Former Edmonton Senior columnist dies at 99


Former Edmonton Senior columnist Lou Broten has died at the age of 99.
His death occurred on May 7, following some years of ill health.
Broten was born in North Dakota in 1914, and then the family moved to a farm in Saskatchewan three years later.
During the course of his life he was a homesteader, freight train rider, salmon fisher, railway locomotive engineer and international trade union official, as well as a World War II veteran.
Broten began writing a column for the Edmonton Senior in 1994, his first venture into journalism. Adorned with a photo of him in his trademark hat, the column became a must-read for many of the newspaper’s readers.
“When I started writing articles for the Edmonton Senior I had no journalistic experience, so it was a matter of trial and error,” he once wrote. “Fortunately, as a senior citizen I had the experience of a lifetime on which to draw…”
He touched on politics and issues of the day, provincial, national and international, along with favourite topics such as the importance of growing food in the city.
Holding strong opinions but never shrill, Broten was an adherent of no particular party. A theme he returned to many times was the need for a new style of non-partisan politics and government.
Broten often drew on lessons from history, including his own experiences of the Depression and wartime, to point the out the path to social progress. He frequently used the image of the Roman god Janus, portrayed with two faces, one looking back and one looking forward, to emphasize the importance of looking at the events of the past to gain an understanding of the present and future.
The face of Janus also appeared on the cover of Looking Back, Looking Forward, a collection of 98 of the Edmonton Senior columns, published in 2003. Once the book was published, he and Vera, his wife of more than 60 years, promoted and sold it themselves.
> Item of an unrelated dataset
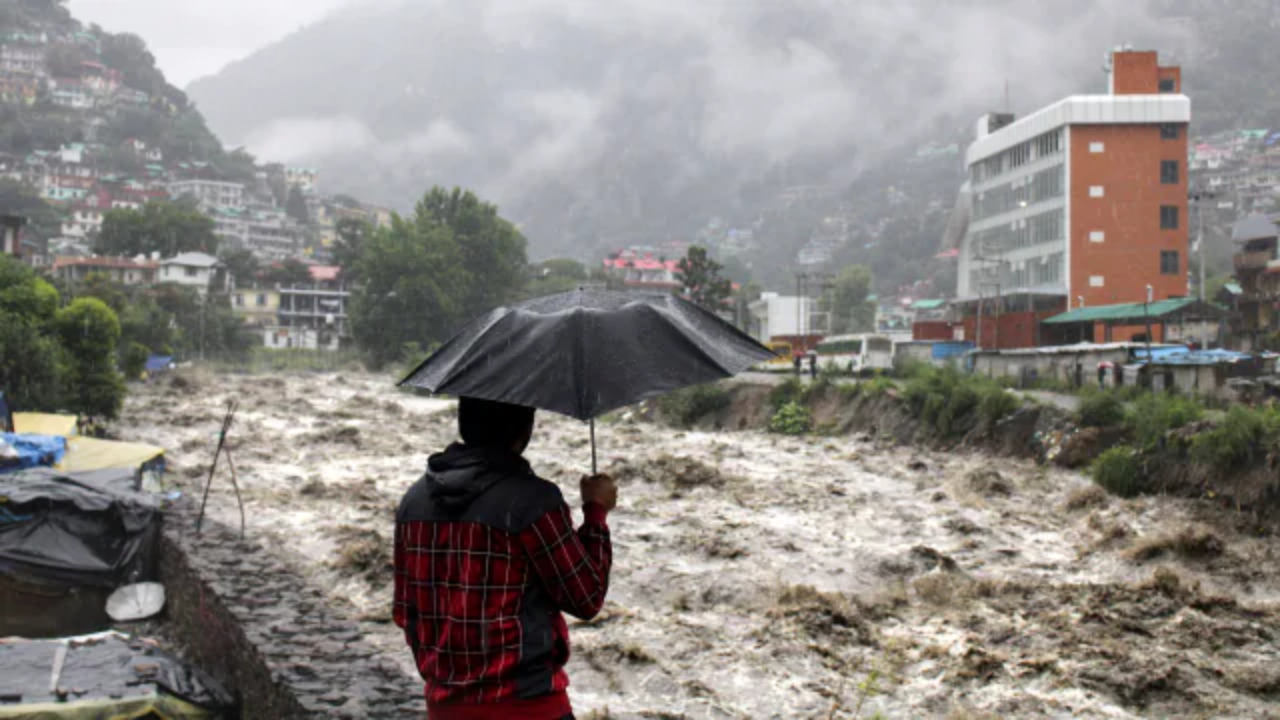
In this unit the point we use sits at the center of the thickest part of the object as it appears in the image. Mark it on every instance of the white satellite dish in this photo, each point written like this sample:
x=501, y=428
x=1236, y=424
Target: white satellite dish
x=136, y=602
Affected by worsening health, Broten wrote his last column in early 2009. A couple of years later Vera passed away.
On February 14, 2004, a couple of hundred people attended a party to celebrate his 90th birthday at the Calder Seniors Drop-in Centre, where he had been president.
As reported in the Edmonton Senior, Broten told those in attendance, “I do know that if I am here for a purpose it has to be to contribute to this life and that’s what I have tried to do. If there is any purpose it has to be to make a better life for all of us.”